Mientras la doncella le peinaba el cabello en un recogido elaborado que dejaba escapar varios rizos cobrizos sobre la nuca, Genevieve se miró al espejo. Había dormido apenas tres horas. Bajo sus ojos verdes había sombras leves, pero su mirada ardía con una determinación feroz.
De pronto, un golpe seco resonó en la puerta principal de la casa, seguido por el murmullo acelerado del mayordomo.
La vizcondesa entró corriendo a la alcoba con el rostro pálido como el papel.
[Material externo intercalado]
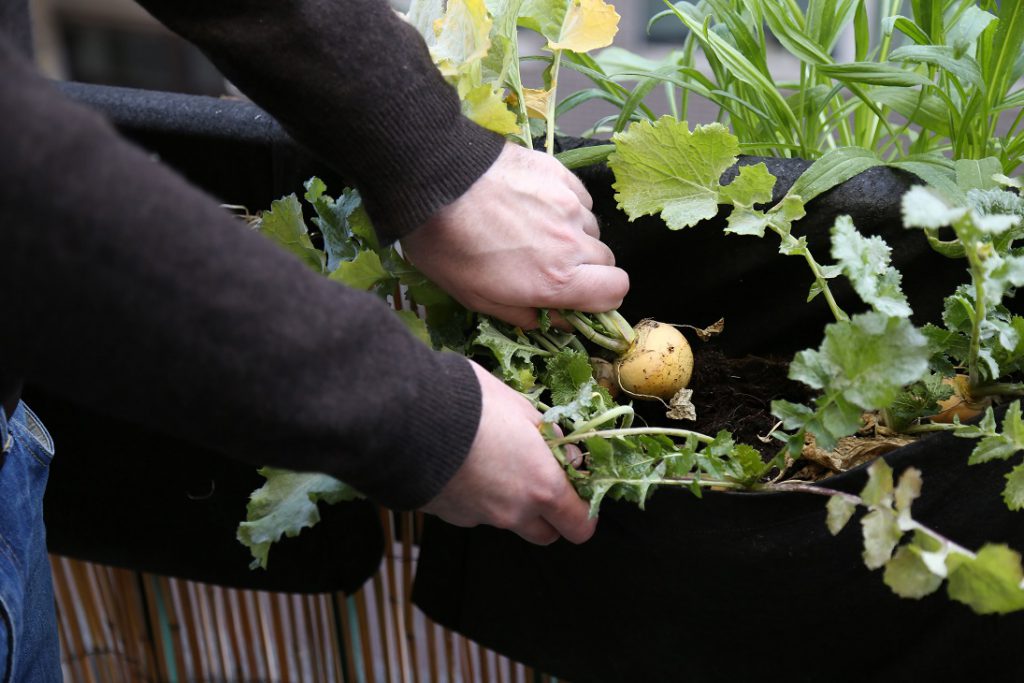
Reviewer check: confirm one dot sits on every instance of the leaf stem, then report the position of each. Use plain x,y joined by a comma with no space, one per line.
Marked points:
612,319
556,61
588,331
607,416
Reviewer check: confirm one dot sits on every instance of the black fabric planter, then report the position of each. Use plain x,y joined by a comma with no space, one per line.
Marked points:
738,587
729,588
121,495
—Está abajo —susurró Eleanor, apretando las manos—. Ha llegado. En un carruaje negro que lleva las armas del Duque de Blackwood. Todo la calle de Mayfair está asomada a las ventanas.
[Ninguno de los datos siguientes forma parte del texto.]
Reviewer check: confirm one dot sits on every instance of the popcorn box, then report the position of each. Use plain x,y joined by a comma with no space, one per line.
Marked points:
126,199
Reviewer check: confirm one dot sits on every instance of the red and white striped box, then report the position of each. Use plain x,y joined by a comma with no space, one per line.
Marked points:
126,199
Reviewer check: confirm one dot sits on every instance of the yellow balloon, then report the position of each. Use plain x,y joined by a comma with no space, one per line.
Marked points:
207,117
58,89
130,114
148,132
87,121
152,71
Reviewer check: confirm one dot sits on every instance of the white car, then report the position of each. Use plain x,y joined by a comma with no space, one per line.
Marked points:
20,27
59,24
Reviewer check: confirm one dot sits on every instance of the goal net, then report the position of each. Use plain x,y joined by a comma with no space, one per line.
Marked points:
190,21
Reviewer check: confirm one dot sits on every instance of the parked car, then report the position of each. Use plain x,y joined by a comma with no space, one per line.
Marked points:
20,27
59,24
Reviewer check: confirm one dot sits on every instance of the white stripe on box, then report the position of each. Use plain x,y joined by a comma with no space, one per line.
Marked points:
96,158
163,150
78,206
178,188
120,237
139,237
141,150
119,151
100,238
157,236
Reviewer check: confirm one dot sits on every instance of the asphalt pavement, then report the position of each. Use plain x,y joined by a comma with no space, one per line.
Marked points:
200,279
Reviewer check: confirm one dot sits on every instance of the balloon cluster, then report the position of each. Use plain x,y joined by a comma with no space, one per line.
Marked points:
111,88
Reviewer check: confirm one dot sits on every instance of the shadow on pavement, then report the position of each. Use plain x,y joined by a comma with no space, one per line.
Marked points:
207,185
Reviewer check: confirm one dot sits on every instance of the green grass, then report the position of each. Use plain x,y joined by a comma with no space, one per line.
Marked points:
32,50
Cuando Genevieve bajó la escalinata principal de su casa, el aire de la planta baja se sentía distinto, denso, cargado de una autoridad que no pertenecía a ese modesto vestíbulo.
Alexander Thorne permanecía de pie junto al ventanal del salón principal, de espaldas a la puerta, observando el pequeño jardín interior. Vestía un traje de paseo de una elegancia sobria pero abrumadora: una levita de paño de lana gris marengo perfectamente estructurada para sus anchos hombros, pantalones oscuros, botas de montar de cuero pulido que brillaban bajo la luz matutina y un sombrero de copa en la mano.
Al escuchar el crujido de la seda sobre los peldaños, el duque se giró.
La mirada de Alexander recorrió a Genevieve de la cabeza a los pies con una lentitud deliberada. Si la noche anterior, bajo la luz dorada de las velas, le había parecido una visión magnética, la luz dura de la mañana solo confirmó su fascinación. Ante él no había una muchacha pálida y temblorosa; había una mujer de carne, presencia y colores vivos. La seda marfil resaltaba la calidez dorada de su piel y los destellos de fuego en su cabello cobrizo.
—Lady Genevieve —dijo Alexander, dando un paso al frente y ejecutando una inclinación de cabeza impecable—. Veo que ha decidido no hacerme esperar.
—Un Duque de Blackwood no es un hombre al que se deba hacer esperar, Su Gracia —respondió ella, inclinando levemente la cabeza, manteniendo la voz firme a pesar del vuelco que dio su corazón—. Aunque admito que no esperaba su visita tan temprano.